The most wonderful doll was inside you all along.
This is a weird book. The main character is a girl named Dulcy who has a bunch of dolls and apparently has a lot of difficulty telling the difference between fantasy and reality. She gets a toy doll from her neighbor and then loses it almost immediately. She starts describing the doll she lost to everybody, imagining all the amazing things this doll could do, getting more outlandish every time she tells the story.
The entire winter, Dulcy will not shut up about the stupid doll that doesn't exist. Anytime anyone mentions having a doll that does something, or that they themselves did something, Dulcy says, 'Oh yeah, my doll totally had that.' She just has to one-up everybody, except specifically with her doll. Maybe she always was a compulsive liar, but it seems really odd.

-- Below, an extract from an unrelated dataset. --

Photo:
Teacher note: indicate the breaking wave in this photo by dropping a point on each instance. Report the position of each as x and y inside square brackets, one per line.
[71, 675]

And she spends so much time pining over this imaginary doll that she's no longer satisfied with her real ones.
After the winter is over, she finds the doll again, though it's a bit disheveled from being out in the weather all winter. Clearly, the doll had never been anywhere near as awesome as Dulcy imagined her to be. Dulcy is then confused, and has trouble understanding why the doll isn't the way she remembered, and her mom explains that she's been getting mixed up between what's real and what's fake. So when she's confronted with reality, she decides to stop being a compulsive liar and "grow up." At the end, she sees her neighbor again, and the neighbor asks about the doll. Dulcy says it's a good doll, but that she has a better doll that does all sorts of amazing (imaginary) things, and then the neighbor asks where she got it, and she says that she just made her up, but the other dolls aren't jealous. So she's still confabulating, but at least she's self-aware?
It's a fairly preachy book, but it doesn't really explain what it is she's doing wrong or whether she's aware of it. And then it doesn't really deal with the consequences. It's kind of like "Sam, Bangs, and Moonshine" except that where SBM has kind of an over-the-top consequence, this book really doesn't have any consequence.